The word weed in line 6 is an expression common in Shakespeare's works used to mean garments or dress. It occurs in that sense in many plays, including in The Two Gentleman of Verona, when the character Julia wants to dress herself as a young man, she says "fit me with such weeds/As may beseem some well reputed page."

"Noted weed" means familiar clothing. The Norton Shakespeare annotates "and keep invention in a noted weed" thus: And keep literary creativity in such familiar clothing. The Oxford English Dictionary's definition of weed is "an article of apparel; a garment", and is consistent with the theme of mending, re-using, etc. ("all my best is dressing old words new").

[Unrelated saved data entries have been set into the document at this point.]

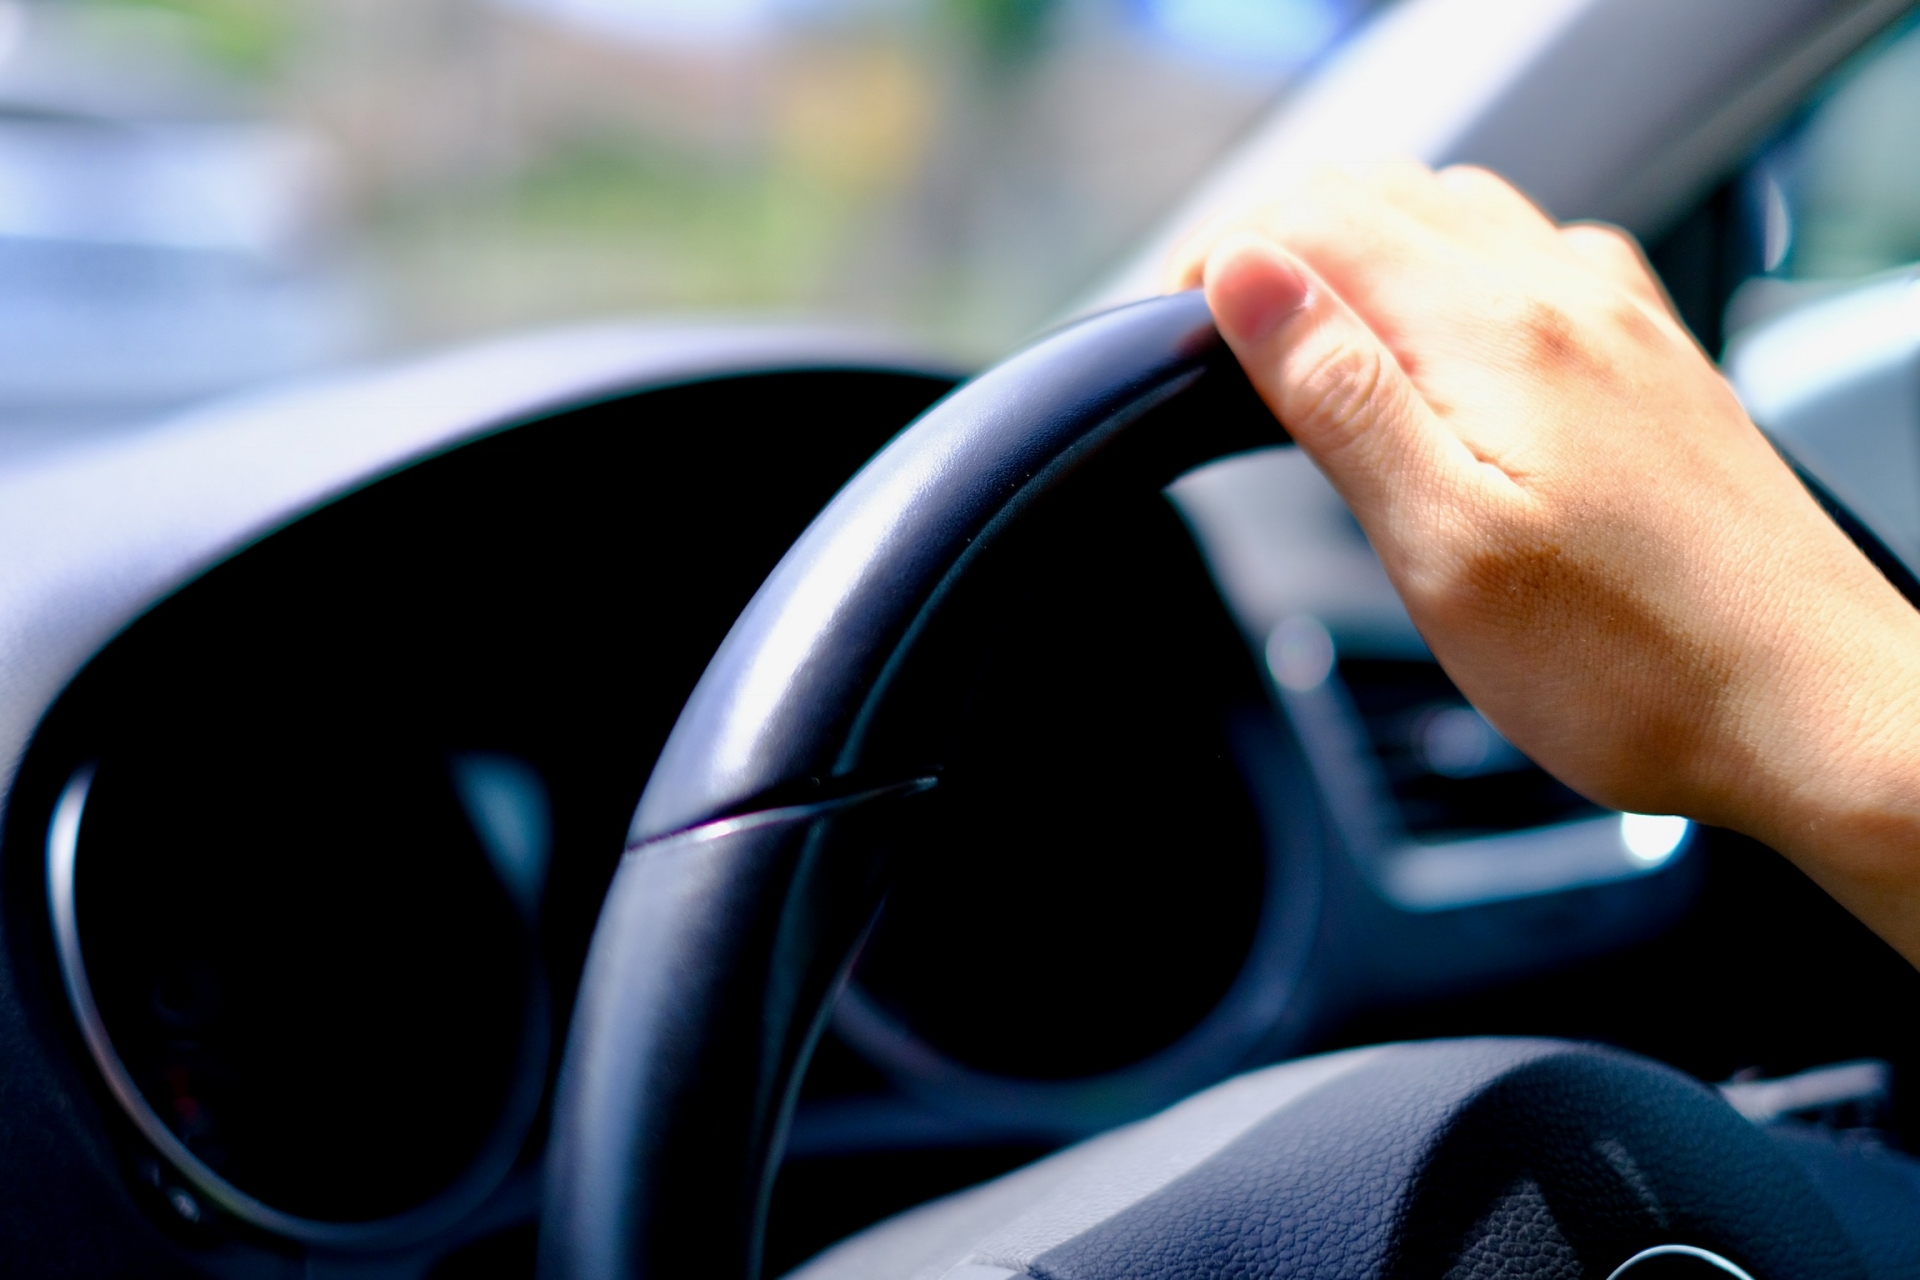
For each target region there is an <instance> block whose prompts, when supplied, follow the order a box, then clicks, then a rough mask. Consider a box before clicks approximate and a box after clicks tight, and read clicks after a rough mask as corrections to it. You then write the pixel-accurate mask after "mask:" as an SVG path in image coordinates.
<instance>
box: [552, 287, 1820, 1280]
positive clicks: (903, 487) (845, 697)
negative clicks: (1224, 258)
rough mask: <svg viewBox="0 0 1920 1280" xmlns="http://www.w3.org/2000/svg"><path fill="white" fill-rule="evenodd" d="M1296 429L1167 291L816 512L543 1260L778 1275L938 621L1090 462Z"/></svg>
mask: <svg viewBox="0 0 1920 1280" xmlns="http://www.w3.org/2000/svg"><path fill="white" fill-rule="evenodd" d="M1175 399H1179V401H1181V407H1183V413H1164V409H1165V407H1169V405H1171V403H1173V401H1175ZM1273 443H1286V434H1284V430H1283V428H1281V426H1279V424H1277V422H1275V420H1273V416H1271V415H1269V413H1267V411H1265V407H1263V405H1261V403H1260V401H1258V397H1256V395H1254V393H1252V390H1250V386H1248V382H1246V378H1244V374H1242V370H1240V368H1238V365H1236V363H1235V359H1233V355H1231V353H1229V351H1227V347H1225V344H1223V342H1221V340H1219V334H1217V330H1215V328H1213V322H1212V317H1210V315H1208V309H1206V303H1204V299H1202V297H1200V296H1198V294H1181V296H1169V297H1162V299H1154V301H1148V303H1139V305H1133V307H1123V309H1119V311H1112V313H1106V315H1100V317H1092V319H1089V320H1083V322H1079V324H1075V326H1071V328H1066V330H1062V332H1058V334H1054V336H1050V338H1046V340H1043V342H1039V344H1037V345H1033V347H1029V349H1027V351H1023V353H1020V355H1016V357H1012V359H1010V361H1006V363H1004V365H998V367H996V368H993V370H989V372H987V374H983V376H979V378H975V380H973V382H970V384H966V386H962V388H960V390H956V391H954V393H950V395H948V397H947V399H943V401H941V403H939V405H935V407H933V409H929V411H927V413H925V415H924V416H922V418H920V420H918V422H916V424H914V426H910V428H908V430H906V432H904V434H902V436H900V438H897V439H895V441H893V443H891V445H889V447H887V449H885V451H881V455H877V457H876V459H874V462H870V464H868V466H866V468H864V470H862V472H860V474H858V476H856V478H854V480H852V482H851V484H849V486H847V487H845V489H843V491H841V493H839V495H837V497H835V499H833V503H831V505H829V507H828V509H826V510H824V512H822V514H820V516H818V518H816V520H814V524H812V526H810V528H808V532H806V533H804V535H803V537H801V541H799V543H797V545H795V547H793V549H791V551H789V553H787V557H785V558H783V560H781V564H780V566H778V568H776V572H774V574H772V578H768V581H766V583H764V585H762V589H760V591H758V595H756V597H755V599H753V603H751V604H749V608H747V610H745V612H743V614H741V618H739V622H737V624H735V626H733V629H732V631H730V635H728V639H726V643H724V645H722V647H720V651H718V652H716V654H714V658H712V662H710V664H708V668H707V674H705V676H703V679H701V683H699V687H697V689H695V693H693V697H691V700H689V702H687V706H685V710H684V712H682V716H680V722H678V723H676V727H674V733H672V737H670V739H668V743H666V748H664V752H662V756H660V760H659V762H657V766H655V770H653V775H651V779H649V783H647V791H645V794H643V798H641V802H639V810H637V812H636V818H634V825H632V833H630V846H628V856H626V858H624V862H622V865H620V871H618V873H616V877H614V883H612V887H611V890H609V894H607V900H605V906H603V912H601V919H599V927H597V931H595V940H593V948H591V954H589V958H588V965H586V973H584V979H582V988H580V998H578V1006H576V1013H574V1021H572V1031H570V1040H568V1050H566V1057H564V1065H563V1073H561V1080H559V1092H557V1103H555V1113H553V1132H551V1146H549V1163H547V1184H545V1203H543V1219H541V1245H540V1255H541V1274H545V1276H553V1278H561V1276H564V1278H586V1276H595V1278H601V1276H605V1278H612V1276H668V1274H687V1272H701V1274H735V1276H747V1278H749V1280H751V1278H755V1276H758V1270H760V1224H762V1219H764V1207H766V1199H768V1194H770V1186H772V1174H774V1171H776V1167H778V1159H780V1151H781V1146H783V1134H785V1126H787V1121H789V1117H791V1107H793V1100H795V1094H797V1088H799V1079H801V1075H803V1071H804V1063H806V1057H808V1054H810V1048H812V1044H814V1040H816V1038H818V1034H820V1031H822V1027H824V1019H826V1011H828V1006H829V998H831V994H833V990H835V988H837V984H839V983H841V981H843V979H845V975H847V969H849V965H851V960H852V956H854V952H856V948H858V942H860V938H862V936H864V933H866V931H868V929H870V925H872V921H874V915H876V912H877V908H879V902H881V896H883V887H885V873H887V864H889V858H891V856H893V844H895V842H897V839H899V814H902V812H908V810H910V806H912V802H914V796H920V794H925V793H929V791H931V789H935V787H937V785H939V777H937V775H939V760H937V758H931V756H937V752H931V756H929V750H927V745H925V739H916V735H914V733H906V735H904V737H902V735H900V733H899V731H897V725H889V722H887V708H889V704H891V702H893V700H897V699H899V697H900V693H899V689H900V685H902V679H906V677H904V676H902V672H904V670H906V668H908V666H910V662H908V658H910V656H912V654H914V651H916V647H918V645H920V643H922V641H924V639H925V635H927V629H929V620H933V618H937V616H939V614H941V608H943V603H945V601H947V599H948V597H950V595H952V593H954V591H956V587H958V583H962V580H964V578H966V574H968V570H970V566H972V564H973V562H975V558H977V557H979V555H981V551H983V549H987V547H991V545H995V541H996V539H998V535H1000V533H1002V532H1006V530H1008V528H1012V526H1014V522H1018V520H1021V518H1023V516H1025V514H1027V512H1029V510H1031V509H1033V507H1035V505H1037V503H1041V501H1044V499H1046V497H1048V495H1050V493H1054V491H1058V489H1060V487H1062V486H1066V484H1068V482H1069V480H1075V478H1081V476H1085V474H1087V472H1089V468H1092V466H1100V468H1104V472H1102V480H1100V482H1102V484H1131V486H1152V487H1154V489H1158V487H1160V486H1164V484H1167V482H1171V480H1173V478H1175V476H1177V474H1181V472H1185V470H1190V468H1192V466H1198V464H1202V462H1208V461H1212V459H1217V457H1223V455H1229V453H1236V451H1244V449H1252V447H1261V445H1273ZM1849 532H1851V530H1849ZM1820 1232H1826V1228H1824V1226H1822V1228H1818V1232H1816V1234H1820ZM1826 1234H1830V1232H1826ZM1816 1253H1818V1251H1816ZM1830 1257H1832V1253H1830ZM1789 1270H1793V1268H1789ZM1763 1280H1786V1278H1784V1276H1780V1278H1763Z"/></svg>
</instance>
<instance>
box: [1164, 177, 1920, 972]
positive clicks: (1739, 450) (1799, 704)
mask: <svg viewBox="0 0 1920 1280" xmlns="http://www.w3.org/2000/svg"><path fill="white" fill-rule="evenodd" d="M1169 284H1171V286H1173V288H1188V286H1192V284H1204V286H1206V296H1208V301H1210V305H1212V309H1213V317H1215V320H1217V324H1219V328H1221V334H1223V336H1225V338H1227V342H1229V345H1231V347H1233V349H1235V353H1236V355H1238V359H1240V363H1242V365H1244V367H1246V370H1248V376H1250V378H1252V382H1254V386H1256V390H1258V391H1260V393H1261V397H1263V399H1265V401H1267V405H1269V407H1271V409H1273V413H1275V415H1277V416H1279V418H1281V422H1283V424H1284V426H1286V428H1288V432H1290V434H1292V436H1294V439H1296V441H1298V443H1300V447H1302V449H1306V451H1308V453H1309V455H1311V457H1313V461H1315V462H1317V464H1319V466H1321V470H1323V472H1325V474H1327V476H1329V480H1331V482H1332V484H1334V487H1336V489H1338V491H1340V495H1342V497H1344V499H1346V503H1348V505H1350V507H1352V510H1354V514H1356V518H1357V520H1359V524H1361V526H1363V528H1365V530H1367V535H1369V537H1371V541H1373V545H1375V551H1377V553H1379V555H1380V560H1382V564H1384V566H1386V572H1388V576H1390V578H1392V581H1394V585H1396V587H1398V591H1400V595H1402V599H1404V601H1405V606H1407V612H1409V614H1411V616H1413V622H1415V624H1417V626H1419V629H1421V633H1423V635H1425V637H1427V641H1428V645H1430V647H1432V651H1434V656H1436V658H1438V660H1440V664H1442V666H1444V668H1446V670H1448V674H1450V676H1452V677H1453V681H1455V683H1457V685H1459V687H1461V691H1463V693H1465V695H1467V697H1469V699H1471V700H1473V702H1475V706H1478V708H1480V710H1482V712H1484V714H1486V716H1488V720H1492V722H1494V725H1498V727H1500V731H1501V733H1505V735H1507V737H1509V739H1511V741H1513V743H1515V745H1517V747H1521V748H1523V750H1524V752H1526V754H1530V756H1532V758H1534V760H1538V762H1540V764H1542V766H1544V768H1546V770H1549V771H1551V773H1555V775H1557V777H1561V779H1563V781H1565V783H1567V785H1571V787H1574V789H1576V791H1580V793H1584V794H1588V796H1592V798H1594V800H1599V802H1601V804H1609V806H1613V808H1622V810H1634V812H1653V814H1686V816H1690V818H1697V819H1701V821H1707V823H1715V825H1724V827H1732V829H1738V831H1745V833H1747V835H1753V837H1757V839H1761V841H1766V842H1768V844H1772V846H1774V848H1778V850H1782V852H1784V854H1788V856H1789V858H1793V860H1795V862H1797V864H1799V865H1801V867H1803V869H1805V871H1809V873H1811V875H1812V877H1814V879H1816V881H1820V883H1822V885H1824V887H1826V889H1828V890H1830V892H1834V894H1836V896H1837V898H1839V900H1841V902H1843V904H1845V906H1849V908H1851V910H1855V913H1859V915H1860V917H1862V919H1866V923H1868V925H1870V927H1874V929H1876V931H1878V933H1880V935H1882V936H1885V938H1887V940H1889V942H1893V944H1895V946H1897V948H1899V950H1901V952H1903V954H1905V956H1907V958H1908V960H1910V961H1916V963H1920V614H1916V612H1914V610H1912V608H1908V604H1907V603H1905V601H1903V599H1901V597H1899V595H1897V593H1895V591H1893V587H1891V585H1889V583H1887V581H1885V580H1884V578H1882V576H1880V574H1878V572H1876V570H1874V568H1872V566H1870V564H1868V562H1866V558H1864V557H1862V555H1860V553H1859V551H1857V549H1855V547H1853V545H1851V543H1849V541H1847V539H1845V535H1843V533H1841V532H1839V530H1837V528H1836V526H1834V524H1832V520H1828V518H1826V514H1824V512H1822V510H1820V509H1818V507H1816V505H1814V503H1812V499H1811V497H1809V495H1807V491H1805V489H1803V487H1801V484H1799V482H1797V480H1795V478H1793V474H1791V472H1789V470H1788V466H1786V464H1784V462H1782V461H1780V457H1778V455H1776V453H1774V451H1772V447H1770V445H1768V443H1766V439H1764V438H1763V436H1761V434H1759V430H1757V428H1755V426H1753V422H1751V420H1749V418H1747V415H1745V411H1743V409H1741V407H1740V401H1738V399H1736V397H1734V393H1732V390H1730V388H1728V384H1726V382H1724V380H1722V378H1720V374H1718V370H1715V367H1713V365H1711V361H1709V359H1707V357H1705V353H1703V351H1701V349H1699V345H1697V344H1695V342H1693V340H1692V338H1690V336H1688V332H1686V328H1684V326H1682V324H1680V322H1678V319H1676V317H1674V315H1672V311H1670V307H1668V303H1667V297H1665V294H1663V290H1661V286H1659V282H1657V280H1655V278H1653V274H1651V271H1649V269H1647V265H1645V261H1644V257H1642V255H1640V249H1638V248H1636V246H1634V242H1632V240H1630V238H1626V236H1624V234H1622V232H1617V230H1611V228H1603V226H1590V225H1572V226H1559V225H1555V223H1553V221H1551V219H1548V217H1546V215H1544V213H1540V209H1536V207H1534V205H1532V203H1528V201H1526V200H1524V198H1523V196H1521V194H1519V192H1515V190H1513V188H1511V186H1507V184H1505V182H1503V180H1500V178H1498V177H1494V175H1490V173H1486V171H1480V169H1448V171H1442V173H1438V175H1434V173H1430V171H1427V169H1423V167H1417V165H1398V167H1388V169H1382V171H1379V173H1375V175H1371V177H1367V178H1363V180H1356V178H1348V177H1342V175H1336V173H1325V175H1321V177H1317V178H1315V180H1313V182H1309V184H1308V186H1306V188H1302V190H1300V192H1296V194H1292V196H1286V198H1283V200H1277V201H1275V203H1271V205H1265V207H1261V209H1256V211H1250V213H1244V215H1236V217H1229V219H1223V221H1221V223H1217V225H1213V226H1210V228H1206V230H1202V232H1200V234H1196V236H1194V238H1192V240H1190V242H1188V244H1187V246H1183V248H1181V249H1179V251H1177V253H1175V257H1173V261H1171V263H1169Z"/></svg>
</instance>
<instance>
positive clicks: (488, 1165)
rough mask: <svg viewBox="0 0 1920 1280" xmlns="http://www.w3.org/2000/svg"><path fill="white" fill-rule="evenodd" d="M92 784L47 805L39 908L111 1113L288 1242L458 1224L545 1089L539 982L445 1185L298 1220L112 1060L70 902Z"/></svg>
mask: <svg viewBox="0 0 1920 1280" xmlns="http://www.w3.org/2000/svg"><path fill="white" fill-rule="evenodd" d="M92 781H94V766H92V764H86V766H81V768H79V770H77V771H75V773H73V777H71V779H69V781H67V787H65V789H63V791H61V794H60V800H58V802H56V806H54V816H52V821H50V823H48V833H46V894H48V910H50V917H52V933H54V950H56V960H58V965H60V979H61V986H63V988H65V992H67V1000H69V1004H71V1007H73V1017H75V1023H77V1025H79V1031H81V1038H83V1040H84V1042H86V1050H88V1054H90V1055H92V1059H94V1065H96V1067H98V1071H100V1077H102V1080H104V1082H106V1086H108V1092H109V1094H111V1096H113V1100H115V1102H117V1103H119V1107H121V1111H125V1115H127V1119H129V1121H132V1125H134V1128H136V1130H138V1132H140V1136H142V1138H144V1140H146V1142H148V1144H150V1146H152V1148H154V1150H156V1151H157V1153H159V1155H161V1157H165V1161H167V1163H169V1165H173V1169H175V1171H179V1174H180V1176H182V1178H186V1180H188V1182H190V1184H192V1186H194V1190H198V1192H200V1194H202V1196H205V1197H207V1199H211V1201H213V1203H215V1205H219V1207H221V1209H225V1211H227V1213H230V1215H232V1217H236V1219H240V1221H242V1222H248V1224H252V1226H257V1228H261V1230H269V1232H275V1234H278V1236H286V1238H288V1240H298V1242H301V1244H309V1245H321V1247H330V1249H382V1247H399V1245H407V1244H413V1242H419V1240H424V1238H428V1236H434V1234H436V1232H442V1230H445V1228H447V1226H451V1224H453V1222H459V1221H461V1219H465V1217H467V1215H470V1213H472V1211H474V1209H478V1207H480V1205H482V1203H484V1201H486V1199H488V1197H490V1196H492V1194H493V1192H497V1190H499V1188H501V1184H503V1182H505V1178H507V1174H509V1173H511V1169H513V1165H515V1159H516V1155H518V1151H520V1146H522V1142H524V1140H526V1134H528V1130H530V1126H532V1123H534V1117H536V1113H538V1111H540V1102H541V1096H543V1094H545V1069H547V1054H549V1034H547V1027H549V1023H551V1013H549V1004H547V986H545V983H543V981H536V983H532V984H530V1000H528V1017H526V1023H528V1025H526V1034H524V1040H522V1050H520V1067H518V1077H516V1084H515V1088H513V1092H511V1096H509V1102H507V1109H505V1113H503V1115H501V1119H499V1123H497V1125H495V1130H493V1134H492V1138H490V1140H488V1144H486V1146H484V1148H482V1151H480V1153H478V1157H476V1159H474V1161H472V1165H470V1167H468V1169H467V1173H465V1174H461V1178H459V1180H455V1184H453V1186H449V1188H447V1190H444V1192H442V1194H440V1196H436V1197H434V1199H430V1201H428V1203H424V1205H420V1207H417V1209H409V1211H407V1213H399V1215H394V1217H388V1219H378V1221H371V1222H323V1221H315V1219H303V1217H298V1215H292V1213H284V1211H280V1209H275V1207H273V1205H269V1203H265V1201H261V1199H257V1197H253V1196H250V1194H246V1192H242V1190H240V1188H236V1186H234V1184H232V1182H228V1180H227V1178H223V1176H221V1174H219V1173H215V1171H213V1169H211V1167H207V1163H205V1161H202V1159H200V1157H198V1155H196V1153H194V1151H190V1150H188V1148H186V1144H184V1142H180V1138H179V1136H177V1134H175V1132H173V1130H171V1128H169V1126H167V1123H165V1121H161V1119H159V1115H157V1113H156V1111H154V1107H152V1103H148V1100H146V1096H144V1094H142V1092H140V1086H138V1084H136V1082H134V1079H132V1073H131V1071H129V1069H127V1063H125V1061H121V1055H119V1052H117V1050H115V1048H113V1038H111V1034H109V1032H108V1027H106V1021H104V1019H102V1015H100V1006H98V1004H96V1000H94V992H92V983H90V981H88V977H86V960H84V956H83V952H81V925H79V904H77V900H75V898H77V894H75V867H77V864H79V844H81V819H83V818H84V812H86V796H88V791H90V789H92Z"/></svg>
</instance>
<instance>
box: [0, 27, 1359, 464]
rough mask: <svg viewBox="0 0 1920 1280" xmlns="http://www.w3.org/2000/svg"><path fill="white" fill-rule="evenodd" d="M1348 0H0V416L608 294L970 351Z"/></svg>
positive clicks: (553, 318)
mask: <svg viewBox="0 0 1920 1280" xmlns="http://www.w3.org/2000/svg"><path fill="white" fill-rule="evenodd" d="M1367 4H1369V0H403V2H396V0H36V2H31V0H0V338H4V342H6V344H8V349H10V353H12V355H13V359H10V361H8V363H6V365H8V368H6V370H4V372H0V416H4V424H6V441H0V451H17V449H21V447H29V445H31V443H33V441H44V439H58V438H61V436H71V434H73V432H77V430H81V428H84V426H88V424H98V422H123V420H132V418H140V416H152V415H154V413H156V411H161V409H169V407H177V405H182V403H192V401H196V399H202V397H207V395H213V393H221V391H228V390H234V388H240V386H250V384H259V382H263V380H273V378H280V376H288V374H296V372H303V370H313V368H326V367H332V365H340V363H346V361H361V359H369V357H384V355H392V353H403V351H413V349H422V347H430V345H442V344H447V342H459V340H468V338H476V336H484V334H493V332H503V330H518V328H528V326H541V324H557V322H574V320H589V319H597V317H632V315H649V317H662V315H664V317H687V315H716V313H720V315H793V317H808V319H818V317H826V319H841V320H854V322H864V324H870V326H877V328H883V330H887V332H893V334H897V336H902V338H908V340H916V342H920V344H922V345H925V347H927V349H929V351H935V353H939V355H945V357H950V359H956V361H962V363H979V361H985V359H991V357H995V355H998V353H1002V351H1004V349H1006V347H1008V345H1012V344H1014V342H1018V340H1021V338H1023V336H1027V334H1031V332H1033V330H1035V326H1039V324H1043V322H1046V319H1048V317H1050V315H1054V313H1056V311H1058V309H1060V307H1062V305H1064V303H1066V301H1068V299H1071V297H1073V296H1075V294H1077V292H1079V290H1085V288H1087V286H1089V282H1091V280H1094V278H1096V276H1098V273H1100V271H1102V267H1106V265H1108V263H1112V261H1114V259H1116V255H1119V253H1121V251H1123V248H1125V246H1127V244H1129V240H1131V238H1135V236H1137V234H1139V232H1142V230H1144V228H1146V226H1148V225H1150V223H1152V221H1154V219H1156V217H1158V215H1162V213H1164V211H1165V209H1167V207H1171V205H1173V203H1175V201H1177V198H1179V194H1181V192H1183V188H1185V186H1187V184H1188V182H1190V180H1192V178H1194V177H1196V175H1198V173H1202V171H1204V169H1206V167H1208V163H1210V161H1212V159H1213V157H1215V155H1217V154H1219V152H1221V150H1223V148H1225V146H1227V144H1229V142H1231V140H1233V138H1235V136H1236V134H1238V132H1240V130H1242V129H1244V127H1246V125H1248V123H1250V121H1252V119H1256V117H1258V115H1260V113H1261V109H1263V107H1267V106H1269V104H1271V102H1273V98H1275V96H1277V94H1281V92H1283V90H1284V88H1286V84H1288V83H1290V81H1292V79H1296V77H1298V73H1300V71H1302V67H1306V65H1308V63H1309V61H1311V59H1315V58H1317V56H1321V54H1323V52H1325V50H1327V48H1329V46H1331V44H1332V42H1336V40H1338V38H1340V36H1342V33H1346V31H1352V29H1354V25H1356V23H1357V21H1359V19H1361V17H1363V10H1365V8H1367ZM23 441H25V443H23Z"/></svg>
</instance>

The "noted weed" of line 6 and the images of lines 7 and 8 seems to be echoed in a poem by Ben Jonson, published in the first pages of the First Folio that notes the distinctiveness and authenticity of Shakespeare's lines:

Look how the father's face
Lives in his issue, even so the race
Of Shakespeare's mind and manners brightly shines
In his well-turned, and true-filed lines

The suggestion that Shakespeare used the word weed in its contemporary connection with hemp is suggested by nobody. In 2001 some scientists from South Africa tested clay pipes that had been dug up over the years from various locations around Stratford-upon-Avon, tested them for chemicals and found no evidence that Shakespeare smoked clay pipes or used marijuana. This was not a notable study and is largely ignored.

==Interpretations==
- Diana Rigg, for the 2002 compilation album, When Love Speaks (EMI Classics)

===In music===
- Poeterra recorded a pop rock version of Sonnet 76 on their album "When in Disgrace" (2014).
- Alfred Janson set the sonnet for SATB choir with Tenor/Baritone solo (2000).